You can increase your capability with extra kit.

USING VIDEO CAMERAS AND PA SYSTEM

A better quality live stream can be produced using a video camera that will output a signal over HDMI.

At Dundonald we used a Blackmagic ATEM Mini switcher (the piece of kit I happened to buy a month ago) to connect a single video camera with HDMI out into a laptop running a piece of software called OBS Studio (more on OBS Studio below). You will need a video camera with a “clean” HDMI feed, ie no battery indicators, minutes remaining, etc, on the picture that gets sent over the HDMI cable.

I believe if you’re using a Mac you could use this Blackmagic UltraStudio Mini to connect an HDMI camera to your computer via Thunderbolt and feed it into OBS Studio.

You could use a USB web cam instead of a video camera, and then you wouldn’t need the piece of kit that connects the video camera to the computer.  USB web cameras tend to be very wide angle, so in a hall you’d get the back of all of the congregation, and the preacher would be a tiny dot in the distance. Again, if you were filming in someone’s home, this wouldn’t be much of an issue.

We took an audio feed out of our sound desk that went into the ATEM Mini also. This will require different cables depending on your equipment.

We made up some separate slides/images to throw up at different times, ie before and after the service, and when we wanted to change the camera zoom. These were running on a separate laptop that went into the ATEM Mini also via HDMI, although OBS allows you to have other images that you add into your stream.

Putting songs into the stream is complicated when it come to licencing, though we are now using songs with words and tunes that are out of copyright or are public domain, and our musicians are producing their own arrangements, so we can include the songs in the stream and reproduce the lyrics as well.

I own a couple of 7 inch monitors which made it easier to see what we were doing, but they are not essential.

We are streaming from hired facilities which means we have challenges with things like internet access, so we’re using an EE 4G USB access point. We use about 3Gb of data per service, streaming at 3000kb/s. We dropped this down to 2000kb/s to save data!

We decided on live streaming to Facebook as we already had significant online engagement there. Though we are starting to use YouTube from this week to make it easier for people who aren’t on Facebook to access it. We’ll be able to embed the stream on the website and share a link, ie  dundonald.org/live-stream so anyone can see what’s live.

OBS Studio is free software. I downloaded it and had a fiddle around and picked up enough of how it works to make use of it. If you have someone with a bit of computer knowledge willing to spend an hour on it, they’ll figure it out.
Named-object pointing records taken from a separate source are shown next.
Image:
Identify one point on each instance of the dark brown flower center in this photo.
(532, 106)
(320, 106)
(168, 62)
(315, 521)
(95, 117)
The key things in OBS Studio seem to be:

1) Setting up the stream (in Settings) with the “key” from FB or YouTube. When you click “Go Live” in either your YouTube channel or your FB page, you’ll be presented with a string of digits. Paste this into OBS Studio before you start streaming.

2) Getting your head around “Scenes” which contain one or more “Sources”.
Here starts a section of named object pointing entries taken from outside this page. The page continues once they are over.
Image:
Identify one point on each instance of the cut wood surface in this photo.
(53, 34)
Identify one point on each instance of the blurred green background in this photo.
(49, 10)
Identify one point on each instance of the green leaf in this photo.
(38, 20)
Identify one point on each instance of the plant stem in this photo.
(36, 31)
Create a “scene,” then in your scene add a “source”.  OBS Studio allows you to switch between multiple scenes.
So you might create a “Scene” called ‘Video Feed’.  A webcam plugged in to the computer could be a source within that scene.

You might create another Scene that contains an image of a “Welcome” slide as the source. Or one with a church logo to put up when you need to do something to the camera and you don’t want it going online!

When you’re ready, click “Start Streaming” and you can also click “Start Recording” so you end up with a copy of your stream on your computer.  Then in your YouTube or FB page, click “Start Streaming.”

If someone from your church can interact in the comments of the FB or YouTube feed, that’s really great. Paste a link to the Bible reference on Bible Gateway, welcome people who join, etc, etc.